The baby gorilla climbs to the top of a flimsy tree and giddily glides down it, his weight bending in half the trunk, which is just a few inches wide. He steps off and the tree catapults back to its original position. Fascinated, the 3-month-old does the same thing again, and again. Until he turns his head and sees something far more interesting — us.
We stare at each other, only a few feet apart, with no barriers between us. For a few seconds, no one makes a move. Then the gorilla breaks the tension by reaching out for a branch and sticking it in his mouth. He munches away, his eyes still on us, and I realize that this is no dream.
For the longest time, visiting the mountain gorillas in Virunga National Park has been a fantasy for most people. Unlike in Rwanda, where more than 25,000 tourists go gorilla trekking annually, political instability kept the number of such visitors to neighboring Congo in the 500-1,000 range for the five years before 2012, when war reduced it to zero.
Virunga is the oldest national park in Africa, established by the Belgians in 1925, and now a UNESCO World Heritage Site. It boasts glaciers in the north, tropical rain forests, savanna and active volcanoes and is home to about a quarter of the world’s remaining mountain gorillas. But up until last year, it was also occupied by rebel groups that have killed more than 140 rangers in the past decade, a statistic that is less than reassuring for most travelers, no matter how adventurous. Even with the fighting on pause, only the Mikeno region, in an area that covers more than 2 million acres, is easily accessible to tourists.
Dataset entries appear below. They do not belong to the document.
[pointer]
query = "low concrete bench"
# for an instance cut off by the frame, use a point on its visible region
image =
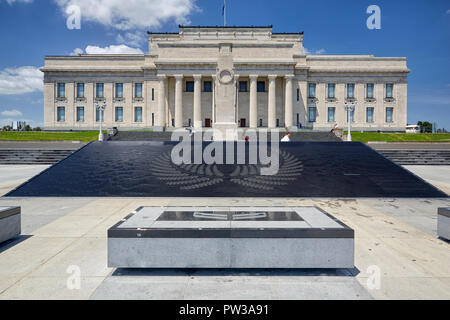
(9, 223)
(444, 223)
(230, 237)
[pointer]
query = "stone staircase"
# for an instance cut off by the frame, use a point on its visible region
(141, 136)
(32, 156)
(165, 136)
(417, 157)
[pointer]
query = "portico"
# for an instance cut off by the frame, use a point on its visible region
(225, 77)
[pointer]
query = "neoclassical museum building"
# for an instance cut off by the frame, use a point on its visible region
(225, 77)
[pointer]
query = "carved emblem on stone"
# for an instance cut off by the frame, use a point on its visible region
(225, 76)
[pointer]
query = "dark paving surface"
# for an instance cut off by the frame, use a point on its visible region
(307, 169)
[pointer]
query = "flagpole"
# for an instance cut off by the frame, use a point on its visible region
(224, 13)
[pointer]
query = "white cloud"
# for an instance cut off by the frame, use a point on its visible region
(132, 39)
(119, 49)
(21, 80)
(11, 113)
(76, 52)
(132, 14)
(10, 2)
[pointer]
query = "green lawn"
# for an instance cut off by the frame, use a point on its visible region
(48, 136)
(374, 136)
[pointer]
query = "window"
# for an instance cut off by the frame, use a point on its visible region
(369, 115)
(352, 116)
(119, 114)
(119, 90)
(331, 91)
(61, 92)
(97, 115)
(261, 86)
(389, 90)
(61, 114)
(189, 86)
(369, 91)
(138, 90)
(331, 112)
(243, 86)
(207, 86)
(312, 114)
(137, 114)
(389, 114)
(350, 90)
(80, 90)
(311, 90)
(99, 92)
(80, 114)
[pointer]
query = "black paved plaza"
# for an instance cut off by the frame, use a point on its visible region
(144, 169)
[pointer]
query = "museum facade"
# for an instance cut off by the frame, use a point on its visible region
(226, 77)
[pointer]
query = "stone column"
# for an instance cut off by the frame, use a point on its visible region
(178, 101)
(197, 101)
(288, 107)
(253, 108)
(271, 112)
(213, 103)
(161, 114)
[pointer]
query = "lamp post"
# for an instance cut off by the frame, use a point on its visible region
(349, 108)
(101, 108)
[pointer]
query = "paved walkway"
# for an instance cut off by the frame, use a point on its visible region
(46, 145)
(395, 236)
(411, 145)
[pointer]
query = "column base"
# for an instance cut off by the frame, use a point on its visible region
(225, 131)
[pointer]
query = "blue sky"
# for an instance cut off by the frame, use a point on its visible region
(418, 30)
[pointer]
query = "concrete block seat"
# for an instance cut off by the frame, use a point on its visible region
(10, 224)
(230, 237)
(444, 223)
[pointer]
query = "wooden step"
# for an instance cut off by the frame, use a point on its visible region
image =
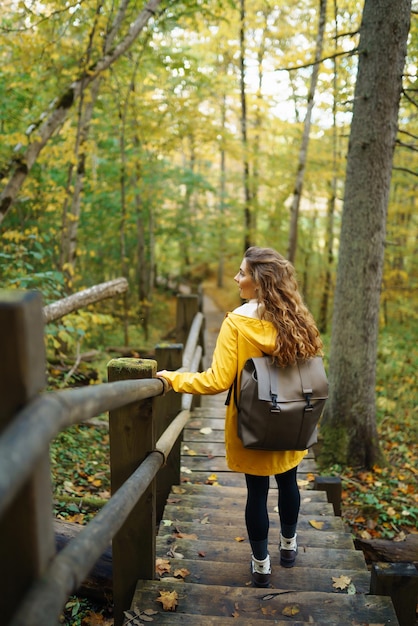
(309, 506)
(227, 478)
(311, 537)
(239, 552)
(227, 573)
(224, 491)
(176, 513)
(308, 607)
(217, 462)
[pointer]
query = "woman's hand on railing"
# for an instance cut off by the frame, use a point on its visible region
(166, 383)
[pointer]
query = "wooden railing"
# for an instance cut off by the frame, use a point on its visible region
(145, 433)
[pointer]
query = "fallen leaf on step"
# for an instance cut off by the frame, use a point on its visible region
(182, 572)
(191, 536)
(290, 610)
(341, 582)
(316, 524)
(168, 599)
(162, 566)
(132, 618)
(178, 490)
(174, 554)
(212, 480)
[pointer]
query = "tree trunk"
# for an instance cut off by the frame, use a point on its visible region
(329, 235)
(349, 425)
(303, 153)
(248, 213)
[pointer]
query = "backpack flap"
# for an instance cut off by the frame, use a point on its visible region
(279, 407)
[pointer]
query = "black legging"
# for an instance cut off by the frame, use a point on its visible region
(256, 514)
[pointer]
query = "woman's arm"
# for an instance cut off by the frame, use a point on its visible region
(221, 373)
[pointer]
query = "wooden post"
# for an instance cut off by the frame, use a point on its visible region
(187, 307)
(332, 486)
(27, 540)
(400, 582)
(132, 438)
(166, 408)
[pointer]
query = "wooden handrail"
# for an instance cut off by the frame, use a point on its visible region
(25, 439)
(31, 432)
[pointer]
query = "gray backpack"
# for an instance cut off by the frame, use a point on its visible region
(279, 407)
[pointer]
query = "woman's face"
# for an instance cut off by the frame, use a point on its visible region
(247, 286)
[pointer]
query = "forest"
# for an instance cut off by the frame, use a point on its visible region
(156, 140)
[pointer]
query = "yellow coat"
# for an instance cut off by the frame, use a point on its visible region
(240, 338)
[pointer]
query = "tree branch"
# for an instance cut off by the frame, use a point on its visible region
(409, 146)
(331, 56)
(405, 169)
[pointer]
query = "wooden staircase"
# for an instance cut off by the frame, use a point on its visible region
(205, 553)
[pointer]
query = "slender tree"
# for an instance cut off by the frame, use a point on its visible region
(349, 425)
(297, 193)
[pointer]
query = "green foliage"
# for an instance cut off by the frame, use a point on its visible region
(383, 502)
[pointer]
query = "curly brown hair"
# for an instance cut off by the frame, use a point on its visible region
(281, 303)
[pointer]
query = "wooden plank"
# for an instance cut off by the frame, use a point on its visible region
(238, 552)
(26, 533)
(307, 606)
(218, 463)
(204, 572)
(174, 513)
(306, 536)
(307, 495)
(214, 502)
(170, 618)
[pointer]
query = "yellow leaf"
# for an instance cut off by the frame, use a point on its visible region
(290, 610)
(341, 582)
(162, 566)
(178, 490)
(181, 572)
(168, 599)
(316, 524)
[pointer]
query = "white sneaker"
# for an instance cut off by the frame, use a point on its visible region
(288, 551)
(260, 571)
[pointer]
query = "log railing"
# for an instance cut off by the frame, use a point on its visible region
(145, 433)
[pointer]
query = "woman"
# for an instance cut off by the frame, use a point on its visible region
(274, 321)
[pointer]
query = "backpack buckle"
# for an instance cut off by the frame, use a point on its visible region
(275, 407)
(309, 406)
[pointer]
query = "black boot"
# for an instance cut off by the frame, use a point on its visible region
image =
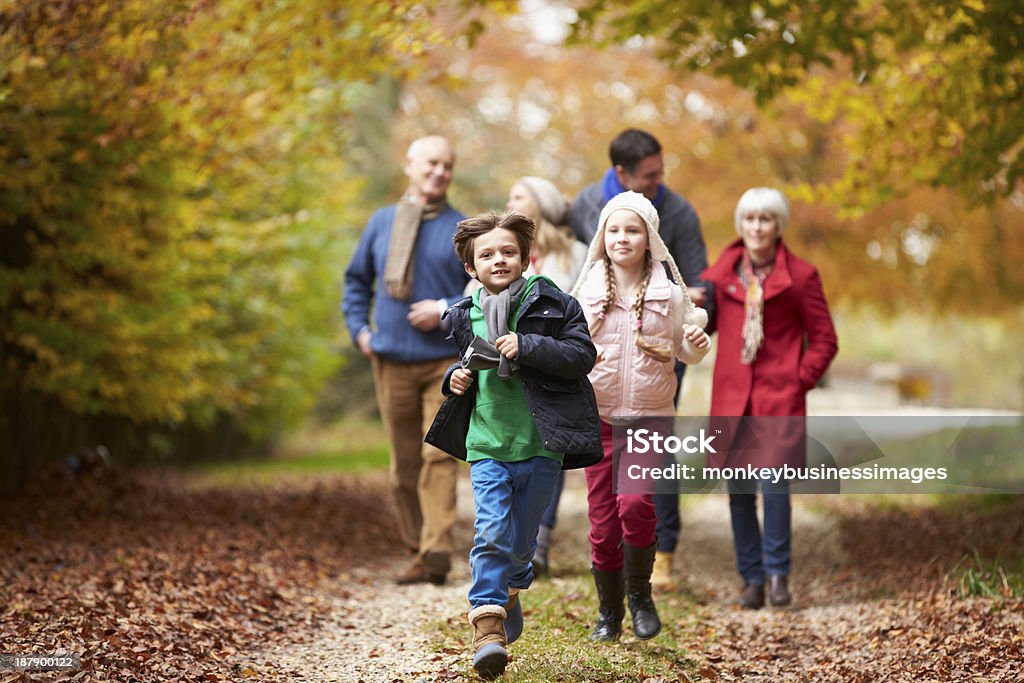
(639, 563)
(610, 590)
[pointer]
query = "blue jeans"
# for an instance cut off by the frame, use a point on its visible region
(509, 499)
(757, 555)
(550, 518)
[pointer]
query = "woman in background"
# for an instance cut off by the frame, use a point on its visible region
(775, 340)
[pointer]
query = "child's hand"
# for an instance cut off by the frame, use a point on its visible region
(508, 345)
(461, 379)
(696, 336)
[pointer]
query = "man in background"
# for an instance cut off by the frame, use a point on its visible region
(404, 268)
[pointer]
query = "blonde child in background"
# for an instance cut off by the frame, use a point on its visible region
(640, 322)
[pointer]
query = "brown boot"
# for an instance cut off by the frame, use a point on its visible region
(488, 640)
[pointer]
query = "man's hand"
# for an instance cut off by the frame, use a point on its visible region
(424, 315)
(461, 379)
(363, 341)
(508, 345)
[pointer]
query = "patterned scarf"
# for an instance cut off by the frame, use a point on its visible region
(409, 213)
(754, 305)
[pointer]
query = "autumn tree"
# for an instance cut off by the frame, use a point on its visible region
(172, 199)
(524, 101)
(929, 91)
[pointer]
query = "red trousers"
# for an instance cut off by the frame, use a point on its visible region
(615, 518)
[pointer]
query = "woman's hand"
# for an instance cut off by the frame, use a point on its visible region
(461, 379)
(695, 336)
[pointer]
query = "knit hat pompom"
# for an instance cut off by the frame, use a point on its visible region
(553, 205)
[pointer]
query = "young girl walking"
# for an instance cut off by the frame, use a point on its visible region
(640, 322)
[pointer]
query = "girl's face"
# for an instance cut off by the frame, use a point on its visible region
(759, 230)
(521, 201)
(626, 239)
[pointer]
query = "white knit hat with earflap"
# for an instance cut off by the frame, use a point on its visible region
(642, 207)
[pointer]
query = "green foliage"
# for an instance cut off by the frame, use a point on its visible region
(973, 577)
(173, 193)
(930, 91)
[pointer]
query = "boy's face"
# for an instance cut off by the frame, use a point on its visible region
(497, 261)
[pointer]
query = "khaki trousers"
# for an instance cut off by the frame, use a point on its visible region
(423, 478)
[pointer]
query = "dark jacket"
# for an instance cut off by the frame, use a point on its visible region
(555, 355)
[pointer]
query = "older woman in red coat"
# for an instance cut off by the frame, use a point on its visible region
(775, 340)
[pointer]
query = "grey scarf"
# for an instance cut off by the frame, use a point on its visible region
(496, 309)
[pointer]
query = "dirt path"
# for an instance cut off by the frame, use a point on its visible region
(845, 624)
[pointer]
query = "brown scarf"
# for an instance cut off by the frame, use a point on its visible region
(754, 305)
(409, 213)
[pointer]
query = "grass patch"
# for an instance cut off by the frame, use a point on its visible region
(555, 646)
(973, 577)
(346, 446)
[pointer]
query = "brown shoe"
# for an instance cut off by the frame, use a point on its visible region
(778, 591)
(753, 596)
(431, 568)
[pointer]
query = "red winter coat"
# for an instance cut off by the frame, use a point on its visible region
(785, 369)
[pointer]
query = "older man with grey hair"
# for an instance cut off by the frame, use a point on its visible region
(404, 269)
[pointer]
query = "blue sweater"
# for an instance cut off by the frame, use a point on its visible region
(437, 274)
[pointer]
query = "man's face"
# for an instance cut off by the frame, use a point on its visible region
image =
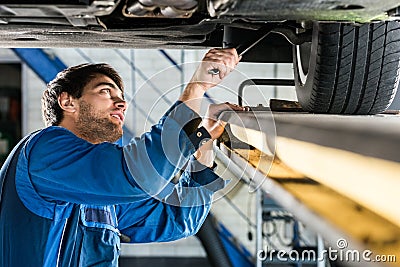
(101, 111)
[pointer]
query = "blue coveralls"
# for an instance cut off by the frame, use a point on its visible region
(67, 202)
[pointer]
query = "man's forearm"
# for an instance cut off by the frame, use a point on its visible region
(192, 96)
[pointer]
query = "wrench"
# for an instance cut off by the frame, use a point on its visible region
(215, 71)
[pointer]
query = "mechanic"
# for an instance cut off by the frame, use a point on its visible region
(69, 194)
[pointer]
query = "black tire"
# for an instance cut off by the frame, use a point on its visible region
(347, 68)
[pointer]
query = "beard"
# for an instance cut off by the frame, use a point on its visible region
(96, 127)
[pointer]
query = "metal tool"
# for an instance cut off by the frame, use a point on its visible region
(215, 71)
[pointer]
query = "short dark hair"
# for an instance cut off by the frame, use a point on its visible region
(72, 81)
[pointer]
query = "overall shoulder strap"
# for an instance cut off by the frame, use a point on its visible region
(10, 163)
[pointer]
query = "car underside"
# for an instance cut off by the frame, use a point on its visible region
(346, 53)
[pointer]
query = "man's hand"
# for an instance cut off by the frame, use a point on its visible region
(205, 153)
(225, 60)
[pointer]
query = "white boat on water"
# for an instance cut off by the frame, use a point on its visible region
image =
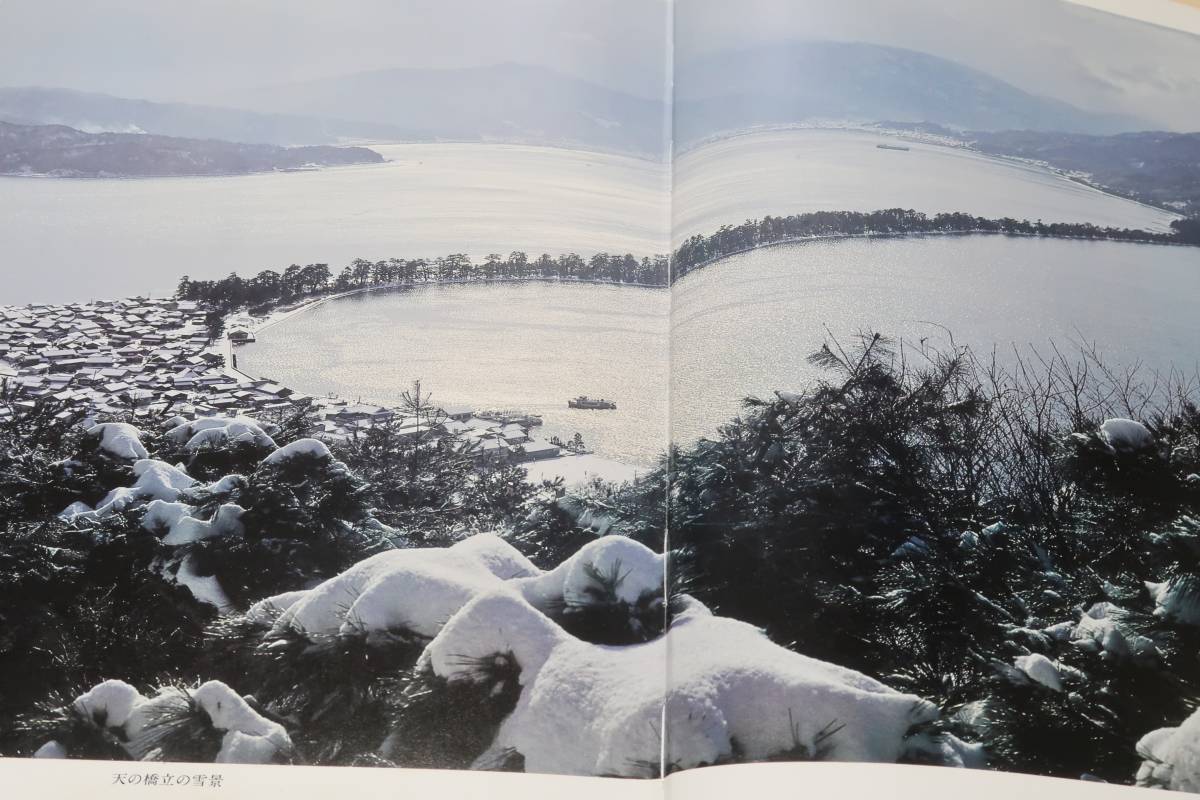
(586, 402)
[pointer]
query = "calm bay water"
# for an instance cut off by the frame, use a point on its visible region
(793, 172)
(742, 326)
(527, 347)
(65, 240)
(745, 325)
(738, 328)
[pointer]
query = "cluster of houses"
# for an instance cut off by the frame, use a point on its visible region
(133, 355)
(486, 439)
(155, 356)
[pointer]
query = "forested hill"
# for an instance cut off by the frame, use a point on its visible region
(1153, 167)
(66, 152)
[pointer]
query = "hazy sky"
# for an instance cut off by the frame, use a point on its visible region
(1091, 59)
(174, 49)
(171, 49)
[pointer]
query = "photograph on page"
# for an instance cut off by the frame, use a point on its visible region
(601, 390)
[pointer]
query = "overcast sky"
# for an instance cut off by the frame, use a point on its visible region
(171, 49)
(1087, 58)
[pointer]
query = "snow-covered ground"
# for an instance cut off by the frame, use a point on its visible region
(580, 469)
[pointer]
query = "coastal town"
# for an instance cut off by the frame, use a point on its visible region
(149, 358)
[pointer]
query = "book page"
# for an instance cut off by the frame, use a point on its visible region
(934, 391)
(334, 343)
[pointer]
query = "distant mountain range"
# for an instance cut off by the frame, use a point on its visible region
(64, 151)
(505, 102)
(102, 113)
(859, 83)
(1153, 167)
(719, 94)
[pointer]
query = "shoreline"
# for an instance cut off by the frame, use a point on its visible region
(918, 234)
(573, 467)
(931, 139)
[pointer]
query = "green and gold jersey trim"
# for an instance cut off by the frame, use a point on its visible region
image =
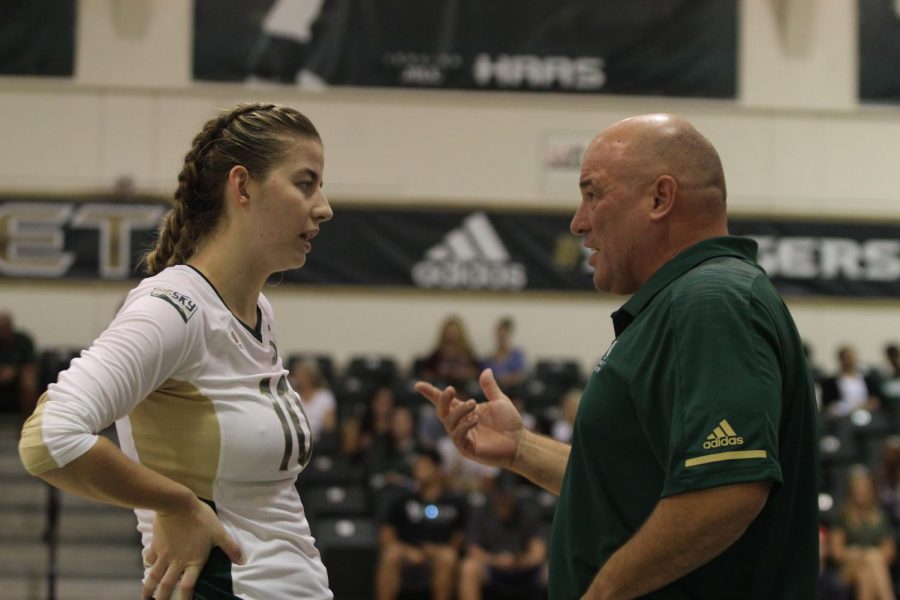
(733, 455)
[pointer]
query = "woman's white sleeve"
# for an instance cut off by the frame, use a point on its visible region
(148, 342)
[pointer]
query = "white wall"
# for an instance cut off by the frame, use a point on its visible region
(795, 142)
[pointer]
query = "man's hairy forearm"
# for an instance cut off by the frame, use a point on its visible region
(543, 460)
(683, 533)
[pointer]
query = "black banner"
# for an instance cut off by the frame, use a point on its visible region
(656, 47)
(879, 50)
(440, 249)
(37, 37)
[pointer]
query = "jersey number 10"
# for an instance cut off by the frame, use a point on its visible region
(294, 409)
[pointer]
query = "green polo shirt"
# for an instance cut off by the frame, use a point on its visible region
(705, 385)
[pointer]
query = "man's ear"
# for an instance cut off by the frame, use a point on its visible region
(665, 192)
(238, 183)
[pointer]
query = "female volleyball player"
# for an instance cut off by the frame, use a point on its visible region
(212, 435)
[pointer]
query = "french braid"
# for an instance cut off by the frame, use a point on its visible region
(253, 135)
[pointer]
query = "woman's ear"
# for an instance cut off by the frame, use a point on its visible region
(238, 184)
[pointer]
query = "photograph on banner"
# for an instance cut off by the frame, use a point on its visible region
(879, 51)
(641, 47)
(37, 38)
(442, 249)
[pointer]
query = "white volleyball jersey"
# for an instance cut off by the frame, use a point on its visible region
(203, 399)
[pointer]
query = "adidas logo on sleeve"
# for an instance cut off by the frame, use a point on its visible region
(723, 435)
(724, 440)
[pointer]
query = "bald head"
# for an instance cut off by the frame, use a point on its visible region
(651, 186)
(648, 146)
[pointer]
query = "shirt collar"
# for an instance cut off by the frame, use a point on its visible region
(739, 247)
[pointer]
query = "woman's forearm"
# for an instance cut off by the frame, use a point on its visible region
(105, 474)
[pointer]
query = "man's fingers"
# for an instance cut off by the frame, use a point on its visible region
(154, 575)
(459, 433)
(167, 583)
(188, 581)
(489, 385)
(458, 413)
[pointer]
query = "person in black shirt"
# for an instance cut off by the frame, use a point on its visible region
(18, 371)
(505, 549)
(423, 529)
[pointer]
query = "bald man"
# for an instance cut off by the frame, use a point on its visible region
(692, 468)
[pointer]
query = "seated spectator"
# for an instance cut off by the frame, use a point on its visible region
(831, 586)
(452, 361)
(507, 362)
(423, 530)
(363, 431)
(568, 405)
(392, 457)
(890, 383)
(889, 479)
(18, 370)
(862, 540)
(318, 401)
(505, 550)
(852, 388)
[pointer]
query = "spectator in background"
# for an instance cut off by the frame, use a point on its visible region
(862, 540)
(507, 362)
(362, 432)
(568, 405)
(392, 456)
(18, 370)
(505, 549)
(852, 388)
(463, 474)
(318, 401)
(890, 384)
(424, 529)
(452, 360)
(889, 479)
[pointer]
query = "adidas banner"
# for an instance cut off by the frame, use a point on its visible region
(655, 47)
(879, 51)
(37, 37)
(442, 250)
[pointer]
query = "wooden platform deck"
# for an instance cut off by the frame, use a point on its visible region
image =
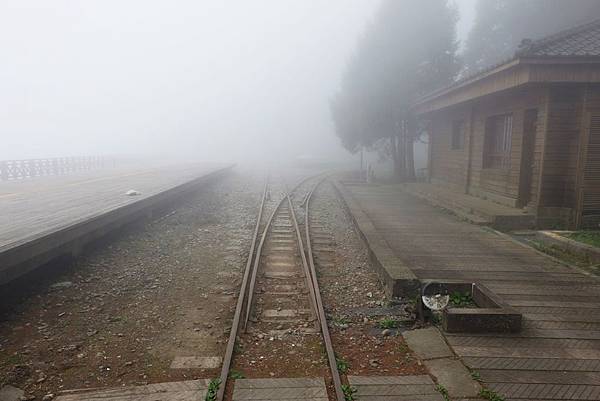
(49, 212)
(557, 355)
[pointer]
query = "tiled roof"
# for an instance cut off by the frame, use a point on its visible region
(583, 40)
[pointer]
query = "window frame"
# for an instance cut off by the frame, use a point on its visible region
(497, 147)
(457, 140)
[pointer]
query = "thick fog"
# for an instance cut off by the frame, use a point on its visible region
(213, 80)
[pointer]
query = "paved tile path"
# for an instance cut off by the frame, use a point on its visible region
(557, 355)
(192, 390)
(280, 389)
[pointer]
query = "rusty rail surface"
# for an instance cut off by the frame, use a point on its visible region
(335, 374)
(248, 282)
(31, 168)
(240, 303)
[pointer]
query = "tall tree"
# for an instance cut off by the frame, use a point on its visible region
(409, 49)
(501, 25)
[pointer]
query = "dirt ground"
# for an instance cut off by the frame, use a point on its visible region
(120, 314)
(358, 309)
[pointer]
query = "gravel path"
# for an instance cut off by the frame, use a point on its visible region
(121, 314)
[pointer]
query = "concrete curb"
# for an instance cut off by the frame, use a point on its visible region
(498, 222)
(70, 240)
(397, 278)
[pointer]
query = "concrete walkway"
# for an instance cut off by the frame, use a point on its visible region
(557, 354)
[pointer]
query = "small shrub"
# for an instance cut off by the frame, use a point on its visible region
(349, 392)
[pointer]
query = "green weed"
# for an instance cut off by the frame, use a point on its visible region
(388, 323)
(349, 392)
(213, 388)
(342, 364)
(490, 395)
(461, 299)
(442, 390)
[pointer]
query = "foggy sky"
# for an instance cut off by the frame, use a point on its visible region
(212, 80)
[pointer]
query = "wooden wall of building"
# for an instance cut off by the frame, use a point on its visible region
(561, 147)
(450, 166)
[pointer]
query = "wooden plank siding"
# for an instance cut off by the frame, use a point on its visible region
(451, 166)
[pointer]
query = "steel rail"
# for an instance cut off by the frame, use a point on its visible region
(257, 263)
(305, 267)
(240, 303)
(260, 247)
(335, 374)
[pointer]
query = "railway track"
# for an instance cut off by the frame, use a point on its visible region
(279, 329)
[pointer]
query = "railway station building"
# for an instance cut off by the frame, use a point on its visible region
(525, 133)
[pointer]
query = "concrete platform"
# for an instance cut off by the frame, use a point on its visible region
(280, 389)
(557, 353)
(46, 217)
(473, 209)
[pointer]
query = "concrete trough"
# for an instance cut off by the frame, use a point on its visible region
(27, 255)
(492, 315)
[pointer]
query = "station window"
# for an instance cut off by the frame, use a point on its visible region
(498, 141)
(458, 135)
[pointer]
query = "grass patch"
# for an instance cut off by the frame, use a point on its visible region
(586, 237)
(349, 392)
(342, 364)
(475, 376)
(443, 391)
(388, 323)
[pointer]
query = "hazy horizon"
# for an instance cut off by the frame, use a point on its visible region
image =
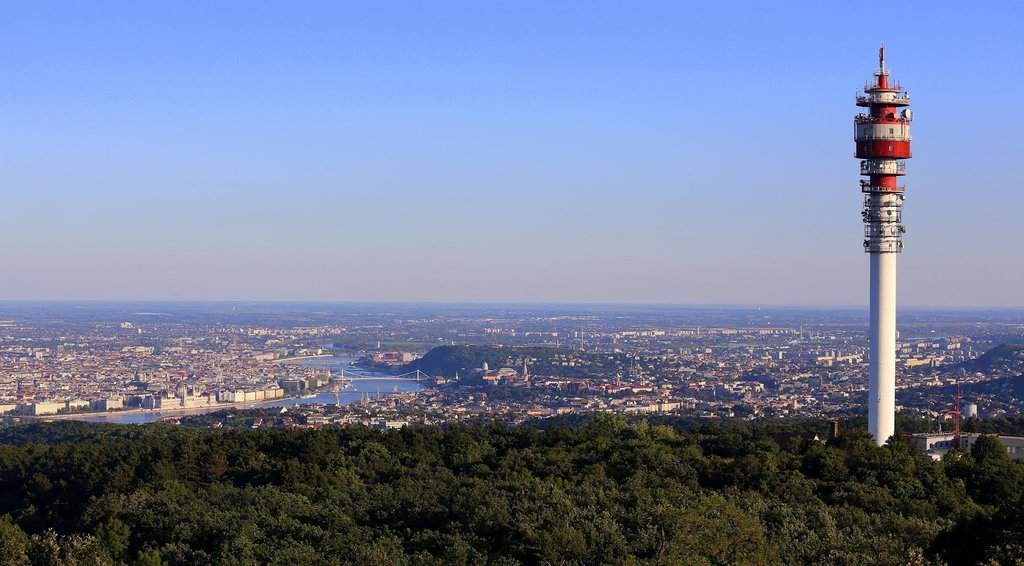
(532, 154)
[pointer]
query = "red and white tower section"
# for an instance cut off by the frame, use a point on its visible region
(883, 136)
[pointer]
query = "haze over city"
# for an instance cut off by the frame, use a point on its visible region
(523, 153)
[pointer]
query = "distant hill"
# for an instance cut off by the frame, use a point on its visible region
(1001, 357)
(446, 360)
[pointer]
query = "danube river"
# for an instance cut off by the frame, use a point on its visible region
(368, 383)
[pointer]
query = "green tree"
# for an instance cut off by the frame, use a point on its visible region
(115, 537)
(13, 543)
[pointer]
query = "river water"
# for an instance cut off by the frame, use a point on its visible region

Before arriving in August, what I knew about war-ravaged Congo (also known as the Democratic Republic of the Congo) was what anyone with access to the Internet knows: Civil war. Sexual violence. Child soldiers. There’s not a single person who thinks that my visiting this country is a good idea, least of all my family. My mother is worried about the gorillas, my father about the guerrillas and my grandmother thinks that I’ll come back with Ebola — even though at that point, the cases in Nigeria are more than 1,000 miles away. My friends are convinced that I’ll find a nice warlord on Tinder and end up chained to a (non-working) refrigerator.
But once I arrive in Goma, the location of the country’s most recent conflict, what I experience isn’t a sense of danger or hostility. It’s pure chaos. Every road — most unpaved and lined with lava rock from the volcanic eruption in 2002 — is swarming with cars, people, motorcycles and wooden bikes called tsukudus, which are used as expertly balanced wheelbarrows to transport literally anything. I watch my friend Caitlin, who works here with a humanitarian organization, expertly dodge people who dash across the road as if they’re playing real-life Frogger, and seriously admire her nerves of steel.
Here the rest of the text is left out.